Years of promoting summer activities like zip lines, trampolines, mountain biking, music and film festivals and bike and trail races appears to be bearing fruit at Western mountain resorts, according to the latest lodging survey by Denver-based Mountain Travel Research Program (MTRiP).



Average actual occupancy for the month of July was up 4.7 percent at the 16 western mountain destinations tracked by MTRiP. Moreover, data and analysis through July 31 show on-the-books occupancy for August up 7.1 percent compared to a year earlier. If that holds, it would mark the fourth consecutive year-over-year increase in monthly occupancy.
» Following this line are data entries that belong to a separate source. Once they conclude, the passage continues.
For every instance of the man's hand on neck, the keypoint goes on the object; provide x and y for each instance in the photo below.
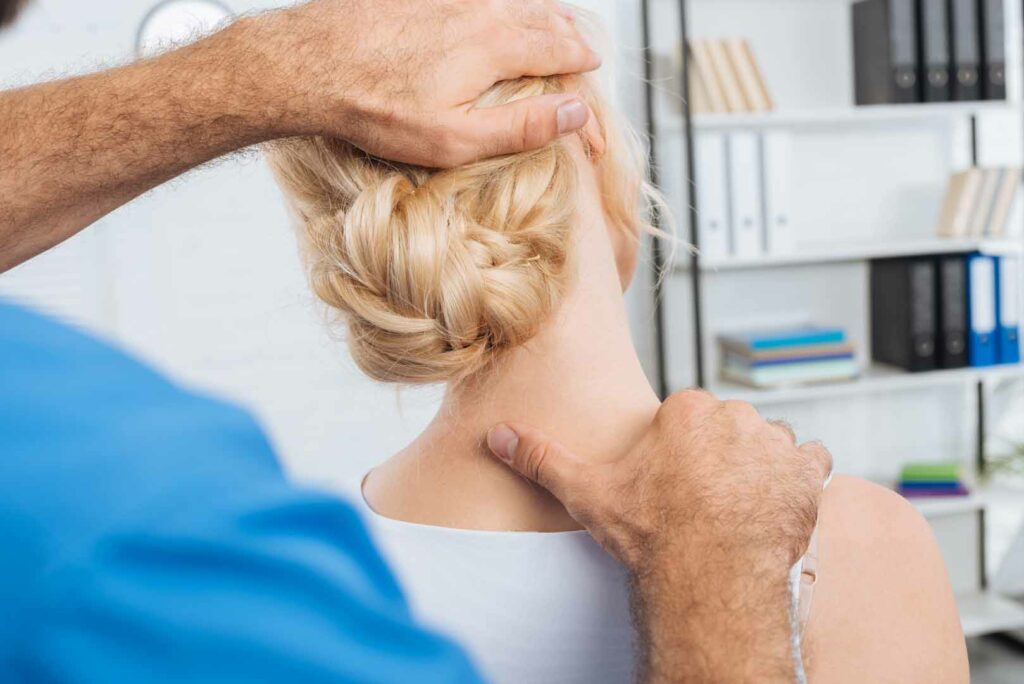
(396, 78)
(709, 512)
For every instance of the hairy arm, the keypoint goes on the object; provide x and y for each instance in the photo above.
(708, 513)
(716, 623)
(78, 148)
(396, 78)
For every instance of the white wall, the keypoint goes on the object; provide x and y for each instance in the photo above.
(201, 276)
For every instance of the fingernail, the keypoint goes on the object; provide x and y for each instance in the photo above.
(571, 117)
(503, 441)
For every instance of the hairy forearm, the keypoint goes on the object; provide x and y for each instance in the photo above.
(73, 151)
(699, 630)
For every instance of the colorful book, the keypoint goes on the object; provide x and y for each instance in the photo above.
(741, 360)
(773, 340)
(930, 472)
(792, 374)
(957, 490)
“What we discovered this month is that some mountain destinations have fully recovered beyond pre-recession levels,” said MTRiP Director Ralf Garrison. “Unusually hot temperatures may well have helped lure visitors to the cooler mountain settings, but it appears that they also appreciate the lively summer vibe in mountain resorts and that suggests to us that mountain summers may have come of age independently of their winter foundation.”
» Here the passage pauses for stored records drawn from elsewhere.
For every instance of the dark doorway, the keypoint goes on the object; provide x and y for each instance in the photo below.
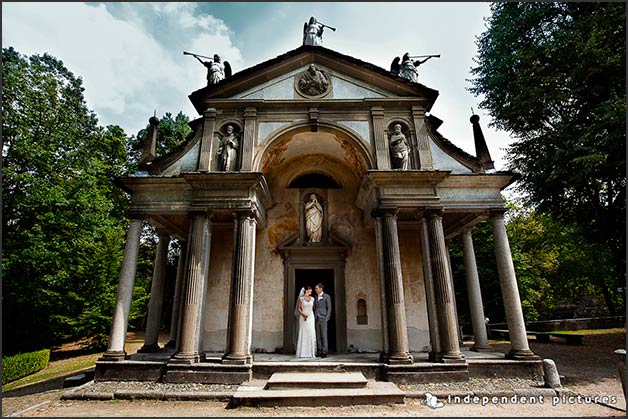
(312, 277)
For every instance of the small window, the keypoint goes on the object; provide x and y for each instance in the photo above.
(362, 317)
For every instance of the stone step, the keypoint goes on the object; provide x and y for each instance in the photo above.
(325, 380)
(375, 392)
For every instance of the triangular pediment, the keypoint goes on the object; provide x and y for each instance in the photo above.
(275, 80)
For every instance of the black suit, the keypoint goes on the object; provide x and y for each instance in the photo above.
(322, 311)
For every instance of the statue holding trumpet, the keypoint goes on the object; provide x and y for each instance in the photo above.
(216, 70)
(408, 67)
(313, 32)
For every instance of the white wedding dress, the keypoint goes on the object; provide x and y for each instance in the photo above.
(306, 343)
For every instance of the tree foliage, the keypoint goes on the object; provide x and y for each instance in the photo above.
(553, 75)
(171, 133)
(556, 269)
(63, 218)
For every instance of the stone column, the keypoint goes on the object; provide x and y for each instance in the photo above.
(205, 154)
(382, 287)
(381, 142)
(155, 304)
(115, 349)
(242, 271)
(510, 291)
(248, 139)
(176, 300)
(475, 294)
(443, 290)
(423, 145)
(399, 349)
(193, 295)
(432, 314)
(453, 289)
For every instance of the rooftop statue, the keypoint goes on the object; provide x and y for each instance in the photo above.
(408, 68)
(313, 32)
(216, 70)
The observation comes as resorts invest millions of dollars into new summer amenities, a trend likely to accelerate thanks to passage last fall of the Ski Area Recreational Opportunities Enhancement Act, which expands the types of outdoor recreation infrastructure resort operators can develop on land leased from the U.S. Forest Service.
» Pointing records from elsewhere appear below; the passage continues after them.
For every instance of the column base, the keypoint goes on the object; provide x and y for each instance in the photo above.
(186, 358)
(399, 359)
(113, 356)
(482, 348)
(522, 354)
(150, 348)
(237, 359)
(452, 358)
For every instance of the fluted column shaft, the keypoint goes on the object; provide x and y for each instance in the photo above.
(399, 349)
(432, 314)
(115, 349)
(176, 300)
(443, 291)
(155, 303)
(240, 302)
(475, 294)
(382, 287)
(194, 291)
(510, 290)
“After several seasons of increasing summer strength, and the key summer months of June, July and August all but ‘in the bag,’ we are confident these increases have become a trend,” said Garrison.


Given the vagaries of weather, the housing market and consumer sentiment, the outlook for the upcoming winter is less sanguine.
“Even though pending home sales have climbed to their highest level since September 2010, in the past three years we’ve seen similar trends only to be disappointed by a new slump in the autumn,” observed MTRiP Operations Director Tom Foley. “So destinations need to be wary.”